The number of surgical techniques for decompression and solid interbody fusion as treatment for cervical spondylosis has increased rapidly, but the rationale for the choice between different techniques remains unclear.

Objectives: 

To determine which technique of anterior interbody fusion gives the best clinical and radiological outcomes in patients with single- or double-level degenerative disc disease of the cervical spine.

Search strategy: 

We searched CENTRAL (The Cochrane Library 2009, issue 1), MEDLINE (1966 to May 2009), EMBASE (1980 to May 2009), BIOSIS (2004 to May 2009), and references of selected articles.

Selection criteria: 

Randomised comparative studies that compared anterior cervical decompression and interbody fusion techniques for participants with chronic degenerative disc disease.
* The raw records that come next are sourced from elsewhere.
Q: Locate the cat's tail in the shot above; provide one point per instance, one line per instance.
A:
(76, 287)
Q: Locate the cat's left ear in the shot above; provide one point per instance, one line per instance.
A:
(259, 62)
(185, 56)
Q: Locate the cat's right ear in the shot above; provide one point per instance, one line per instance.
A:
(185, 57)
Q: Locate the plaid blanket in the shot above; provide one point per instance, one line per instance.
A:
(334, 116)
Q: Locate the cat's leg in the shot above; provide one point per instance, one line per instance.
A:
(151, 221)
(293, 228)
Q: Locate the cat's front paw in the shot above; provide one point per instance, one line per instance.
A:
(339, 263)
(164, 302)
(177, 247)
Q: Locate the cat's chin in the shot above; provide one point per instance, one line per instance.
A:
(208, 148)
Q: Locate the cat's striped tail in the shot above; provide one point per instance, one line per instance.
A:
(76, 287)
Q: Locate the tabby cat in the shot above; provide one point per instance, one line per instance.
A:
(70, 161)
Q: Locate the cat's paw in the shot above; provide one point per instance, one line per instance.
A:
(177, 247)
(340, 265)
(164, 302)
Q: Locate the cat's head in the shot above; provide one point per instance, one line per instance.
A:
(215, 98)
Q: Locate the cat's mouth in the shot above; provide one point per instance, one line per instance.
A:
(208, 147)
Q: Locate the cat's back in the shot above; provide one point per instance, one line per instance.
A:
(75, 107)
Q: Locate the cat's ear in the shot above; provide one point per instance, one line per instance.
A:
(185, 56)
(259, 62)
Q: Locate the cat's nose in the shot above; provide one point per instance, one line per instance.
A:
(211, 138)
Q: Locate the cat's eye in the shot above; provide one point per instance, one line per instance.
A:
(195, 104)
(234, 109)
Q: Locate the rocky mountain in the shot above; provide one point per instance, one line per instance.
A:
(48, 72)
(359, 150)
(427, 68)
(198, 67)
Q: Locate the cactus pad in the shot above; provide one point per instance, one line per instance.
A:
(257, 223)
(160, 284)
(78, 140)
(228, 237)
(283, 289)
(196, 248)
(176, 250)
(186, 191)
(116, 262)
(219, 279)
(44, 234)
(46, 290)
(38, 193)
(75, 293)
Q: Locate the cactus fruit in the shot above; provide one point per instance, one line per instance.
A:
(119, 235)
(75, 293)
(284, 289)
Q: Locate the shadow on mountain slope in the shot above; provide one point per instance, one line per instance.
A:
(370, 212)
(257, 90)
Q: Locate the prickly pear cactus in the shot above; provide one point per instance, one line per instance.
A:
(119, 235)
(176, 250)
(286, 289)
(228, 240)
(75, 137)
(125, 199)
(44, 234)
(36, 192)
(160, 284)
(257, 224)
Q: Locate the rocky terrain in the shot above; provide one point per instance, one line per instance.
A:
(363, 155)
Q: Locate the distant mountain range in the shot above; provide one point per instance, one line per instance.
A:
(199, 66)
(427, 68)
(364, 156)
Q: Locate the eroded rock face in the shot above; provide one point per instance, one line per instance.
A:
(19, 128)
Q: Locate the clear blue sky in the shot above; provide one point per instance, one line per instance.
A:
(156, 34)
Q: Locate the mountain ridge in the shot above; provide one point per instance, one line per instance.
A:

Data collection and analysis: 

Two review authors independently assessed risk of bias using the Cochrane Back Review Group criteria. Data on demographics, intervention details and outcome measures were extracted onto a pre-tested data extraction form.

Main results: 

Thirty-three small studies ( 2267 patients) compared different fusion techniques. The major treatments were discectomy alone, addition of an interbody fusion procedure (autograft, allograft, cement, or cage), and addition of anterior plates. Eight studies had a low risk of bias. Few studies reported on pain, therefore, at best, there was very low quality evidence of little or no difference in pain relief between the different techniques. We found moderate quality evidence for these secondary outcomes: no statistically significant difference in Odom's criteria between iliac crest autograft and a metal cage (6 studies, RR 1.11 (95% CI 0.99 to1.24)); bone graft produced more effective fusion than discectomy alone (5 studies, RR 0.22 (95% CI 0.17 to 0.48)); no statistically significant difference in complication rates between discectomy alone and iliac crest autograft (7 studies, RR 1.56 (95% CI 0.71 to 3.43)); and low quality evidence that iliac crest autograft results in better fusion than a cage (5 studies, RR 1.87 (95% CI 1.10 to 3.17)); but more complications (7 studies, RR 0.33 (95% CI 0.12 to 0.92)).